Many times when I think up monsters or creatures prowling the night, it’s the winter when I get creeped out the most. My imagination at this point at conjuring monsters for my stories, that I actually do scare myself sometimes. It’s kind of weird to say. I know they’re a figment of my imagination, but whenever the house creaks due to the wind, or the door rattles from the pressure change and the dogs freak out, I’m just glad to be inside.
Fear of the winter makes sense. Our ancestors had to make sure that they were prepared for the winter in a way they didn’t have to in other months, or else they’d pretty much flat out die. Ships like the Erebus and the Terror being trapped in the ice in Canada was a death sentence back then.
Now we have logistics that can move food from one end of the continent to the other in mere days that the needs of starvation and helplessness slowly start to disappear. There are people still stuck on the streets, but as a society overall most of the conditions from winter have been taken care of. We don’t have to worry about resorting to cannibalism to survive in our day to day lives, or losing limbs to the cold.
When you go outside though, away from the heat and light of indoors, it’s a different story. At night you can see much further than you ever could in the summer. The moon reflects off the white snow, giving an eerie twilight that allows you to see anyone, or anyone to see you, in that empty forest or field.
You leave tracks in the winter, and there’s nowhere really to hide. Your passage marked by the footprints in the snow. The cold itself feels like it has its own agenda, its own motives.

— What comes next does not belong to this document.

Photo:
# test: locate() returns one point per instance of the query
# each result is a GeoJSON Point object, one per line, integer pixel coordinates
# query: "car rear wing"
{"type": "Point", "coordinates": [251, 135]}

I guess the reason this struck me is because I’m going snow camping in Michigan soon. I’m not scared of freezing to death, or cannibalism or anything like that. I am scared of what my mind conjures up when it thinks of those frozen lands.
The real reason I’m writing this though is because the dogs have been on edge the past few days, and I found footprints in the snow leading from the street to our back porch, and then out of our yard. It doesn’t match any of our boots, and we haven’t gone into the street just to double back into a random section of our backyard and then back out.
I know that the dogs are just getting nervous from the bad wind and the house settling, but this isn’t the first time I’ve found footprints leading to our back door and away again. This isn’t me exaggerating or coming up with horror fiction either, this is something that actually has been happening a few times over the past few months.